[ Jocelyn Ireson-Paine's Main Home Page ]

Understanding object-oriented programming by using CafeOBJ


Some time ago, I was thinking about implementing a program-transformation system to operate on Java. There are many high-level transformations that would be useful and that existing tools completely ignore. For example, wrapping one class inside another; composing two classes. But before we can implement these, we need to understand what the classes and their methods denote. This little report contains some thoughts on specifying this in CafeOBJ.

Start with this class (all examples are in Java):
  class Pair { int x; int y; }
Having no methods, this very simple example is similar to a record; the class is a product sort, so it seems reasonable to specify it thus:
  module! Pair
    [ Pair ]
    ops (_.x) (_.y) : Pair -> Int
    op new Pair() : -> Pair
where I'm mapping the field names (aka instance variables)onto operations. In Java, given an instance p of Pair, you'd write p.x or p.y to get its fields. You'd create the instance by writing new Pair(): if a class doesn't contain a constructor, Java supplies a default no-argument one which doesn't initialise any of the fields.

We could extend Int with an 'undefined' value and add equations to say that (new Pair()).x and .y are undefined, but that's not what I'm interested in now.

It's useful to provide the class with a constructor that makes a Pair from a pair of integers. And it's conventional not to access the fields directly (at least, not from outside the class), but to provide access methods. With these, it becomes

  class Pair
    int x; int y;

    Pair( int x, int y )
    { this.x = x; this.y = y; }    // Constructor.

    int getX() { return this.x; }  // Get the x field.

    int getY() { return this.y; }  // Get the y field.
and we can augment the specification by making it
  module! Pair
    [ Pair ]
    ops (_.getX()) (_.getY()) : Pair -> Int
    op new Pair(_,_) : Int Int -> Pair
    eq (new Pair(X:Int,Y:Int)).getX() = X .
    eq (new Pair(X:Int,Y:Int)).getY() = Y .
Since users of a class almost always see it through its access methods rather than its fields, I've omitted the .x and .y operations.

That's all obvious. In general, a class C which is intended to be instantiated will be a glorified record, containing n fields, where the field named Fi is of sort Si; n access methods, named getFi; and a constructor taking n arguments. So this becomes a module with one principal sort (the class), and n projection operations;

  module C! principal-sort C
    pr( S1 + S2 + .... + Sn )
    [ C ]
    ... op (_.getFi()) : C -> Si ...
    op new C(_,_,....,_) : S1 S2 ... Sn -> C
    ... and the selector equations ...
The module needs to import one module for each of the different field sorts (I've written the sum of all of them, since repeated modules will be shared), and if these also specify classes, they'll have one principal sort just as this does.

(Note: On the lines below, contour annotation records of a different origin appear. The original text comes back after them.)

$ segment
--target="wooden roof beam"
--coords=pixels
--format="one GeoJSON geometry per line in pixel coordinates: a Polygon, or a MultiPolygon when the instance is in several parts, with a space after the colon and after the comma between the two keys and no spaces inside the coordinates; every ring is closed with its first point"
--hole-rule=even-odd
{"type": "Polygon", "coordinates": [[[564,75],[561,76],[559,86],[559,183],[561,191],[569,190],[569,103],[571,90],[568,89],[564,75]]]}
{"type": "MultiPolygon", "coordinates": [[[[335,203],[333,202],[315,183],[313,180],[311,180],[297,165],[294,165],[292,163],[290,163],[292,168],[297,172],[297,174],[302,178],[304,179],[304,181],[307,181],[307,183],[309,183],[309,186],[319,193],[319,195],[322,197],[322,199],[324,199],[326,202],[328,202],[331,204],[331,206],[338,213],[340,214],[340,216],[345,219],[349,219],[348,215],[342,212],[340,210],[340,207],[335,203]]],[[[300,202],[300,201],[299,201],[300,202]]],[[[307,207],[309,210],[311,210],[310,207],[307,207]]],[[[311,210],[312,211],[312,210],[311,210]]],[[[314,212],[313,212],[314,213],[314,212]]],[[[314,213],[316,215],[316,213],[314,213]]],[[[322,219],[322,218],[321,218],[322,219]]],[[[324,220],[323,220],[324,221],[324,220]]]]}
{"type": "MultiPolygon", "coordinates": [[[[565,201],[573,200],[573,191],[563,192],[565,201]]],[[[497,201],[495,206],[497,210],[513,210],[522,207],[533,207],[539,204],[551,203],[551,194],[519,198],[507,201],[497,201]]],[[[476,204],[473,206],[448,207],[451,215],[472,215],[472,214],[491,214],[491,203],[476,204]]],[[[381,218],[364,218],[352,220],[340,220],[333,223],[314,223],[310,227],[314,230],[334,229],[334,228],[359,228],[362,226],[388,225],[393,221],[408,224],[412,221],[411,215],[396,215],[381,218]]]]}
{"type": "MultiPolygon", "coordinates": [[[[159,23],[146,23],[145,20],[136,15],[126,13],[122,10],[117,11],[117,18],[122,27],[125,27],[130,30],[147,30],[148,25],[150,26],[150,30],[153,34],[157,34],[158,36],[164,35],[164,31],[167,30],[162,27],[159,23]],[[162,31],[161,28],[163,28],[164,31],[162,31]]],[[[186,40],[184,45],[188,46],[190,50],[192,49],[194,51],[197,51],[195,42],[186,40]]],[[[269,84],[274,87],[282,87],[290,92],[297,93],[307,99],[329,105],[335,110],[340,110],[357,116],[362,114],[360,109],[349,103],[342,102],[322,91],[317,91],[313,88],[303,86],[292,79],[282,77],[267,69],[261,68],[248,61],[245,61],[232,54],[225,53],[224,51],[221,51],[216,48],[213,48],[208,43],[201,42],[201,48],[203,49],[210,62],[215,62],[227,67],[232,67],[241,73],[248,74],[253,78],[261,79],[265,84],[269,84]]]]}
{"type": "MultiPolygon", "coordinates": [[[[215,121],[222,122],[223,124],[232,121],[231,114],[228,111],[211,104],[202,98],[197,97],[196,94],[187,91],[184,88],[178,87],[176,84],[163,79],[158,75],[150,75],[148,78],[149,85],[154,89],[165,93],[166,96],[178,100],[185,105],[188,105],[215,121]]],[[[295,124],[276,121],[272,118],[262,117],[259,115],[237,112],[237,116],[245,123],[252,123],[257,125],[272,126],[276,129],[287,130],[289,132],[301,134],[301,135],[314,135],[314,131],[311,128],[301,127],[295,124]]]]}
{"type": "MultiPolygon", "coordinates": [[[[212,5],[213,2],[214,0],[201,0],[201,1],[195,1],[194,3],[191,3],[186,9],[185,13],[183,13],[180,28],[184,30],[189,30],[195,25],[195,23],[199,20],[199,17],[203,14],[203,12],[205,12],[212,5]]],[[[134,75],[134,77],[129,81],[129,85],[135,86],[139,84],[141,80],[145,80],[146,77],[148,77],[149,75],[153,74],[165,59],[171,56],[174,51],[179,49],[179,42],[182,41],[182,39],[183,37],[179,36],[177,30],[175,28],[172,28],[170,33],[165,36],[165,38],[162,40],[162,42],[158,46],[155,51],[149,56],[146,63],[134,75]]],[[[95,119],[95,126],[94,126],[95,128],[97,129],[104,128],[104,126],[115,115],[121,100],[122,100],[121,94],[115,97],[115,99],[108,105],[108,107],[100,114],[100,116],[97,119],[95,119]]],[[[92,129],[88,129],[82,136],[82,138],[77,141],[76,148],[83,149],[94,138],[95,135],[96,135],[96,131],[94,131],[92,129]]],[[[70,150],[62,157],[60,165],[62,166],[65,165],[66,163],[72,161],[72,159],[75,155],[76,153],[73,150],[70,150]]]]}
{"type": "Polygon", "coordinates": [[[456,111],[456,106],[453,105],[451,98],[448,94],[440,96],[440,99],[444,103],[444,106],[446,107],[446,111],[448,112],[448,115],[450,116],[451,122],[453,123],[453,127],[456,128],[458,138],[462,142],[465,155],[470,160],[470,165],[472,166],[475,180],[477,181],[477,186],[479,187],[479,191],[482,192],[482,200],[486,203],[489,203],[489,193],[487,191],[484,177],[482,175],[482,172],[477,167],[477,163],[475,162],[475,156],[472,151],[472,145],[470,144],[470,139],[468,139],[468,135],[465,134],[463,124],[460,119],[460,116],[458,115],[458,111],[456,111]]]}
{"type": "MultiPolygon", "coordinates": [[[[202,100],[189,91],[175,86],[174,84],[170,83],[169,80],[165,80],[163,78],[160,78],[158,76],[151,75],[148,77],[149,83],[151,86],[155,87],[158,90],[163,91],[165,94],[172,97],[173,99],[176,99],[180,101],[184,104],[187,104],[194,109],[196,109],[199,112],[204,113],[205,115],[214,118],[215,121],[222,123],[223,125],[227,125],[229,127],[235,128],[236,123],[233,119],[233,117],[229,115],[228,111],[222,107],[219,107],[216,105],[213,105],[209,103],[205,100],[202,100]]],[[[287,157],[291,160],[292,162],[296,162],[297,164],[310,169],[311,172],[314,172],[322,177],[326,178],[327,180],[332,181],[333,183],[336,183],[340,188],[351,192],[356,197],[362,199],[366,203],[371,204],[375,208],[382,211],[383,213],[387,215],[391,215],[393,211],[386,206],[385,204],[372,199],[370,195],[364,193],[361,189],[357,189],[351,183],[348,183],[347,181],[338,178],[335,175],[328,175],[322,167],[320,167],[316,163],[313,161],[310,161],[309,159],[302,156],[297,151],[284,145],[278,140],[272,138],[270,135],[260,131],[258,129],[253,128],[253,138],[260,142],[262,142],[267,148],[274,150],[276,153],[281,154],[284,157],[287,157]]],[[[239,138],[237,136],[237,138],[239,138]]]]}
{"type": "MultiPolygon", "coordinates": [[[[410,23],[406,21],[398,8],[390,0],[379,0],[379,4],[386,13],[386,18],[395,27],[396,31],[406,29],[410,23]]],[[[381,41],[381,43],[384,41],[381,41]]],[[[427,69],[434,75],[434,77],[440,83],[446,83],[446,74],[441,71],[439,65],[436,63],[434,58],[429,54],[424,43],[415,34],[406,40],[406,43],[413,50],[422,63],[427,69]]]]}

So far, this is nice. It looks as though classes map neatly onto theories. Can we continue doing so as we add more features?

One feature to try is methods that don't just select fields, but perform some computation on them. If we augment class Pair above with

    int doubleX() { return this.x * 2 }
    int sum() { return this.x + this.y; }
they become operations on the principal sort
    op doubleX : Pair -> Int
    op sum : Pair -> Int
with the obvious equations. So there's still a nice mapping from classes to theories.

But this breaks down, as I'll show. Suppose we want to combine two Pairs:

    op add : Pair Pair -> Pair
    eq add( Pair(X:Int,Y:Int), Pair(X':Int,Y':Int) ) =
         new Pair( X + X', Y + Y' ) .
To define a method, you have to define it inside a class; when called, it's textually attached to the instance on which it operates - a kind of implicit argument. So to implement the add method above in Java, the nearest I can get is
    class Pair
      ... as above ...
      Pair add( Pair arg )
      { return new Pair( this.x + arg.x, this.y + arg.y ); }
which would be called like this
    Pair p1 = new Pair( 1, 2 );
    Pair p2 = new Pair( 3, 4 );
    System.out.println( p1.add(p2) );

So to implement a perfectly reasonable and simple specification, you are forced to introduce a nasty asymmetry. I believe there are some OOP languages, such as CLOS (Lisp), which allow what's known as multiple dispatch, where each method can in effect be attached to more than one class. But this isn't very common.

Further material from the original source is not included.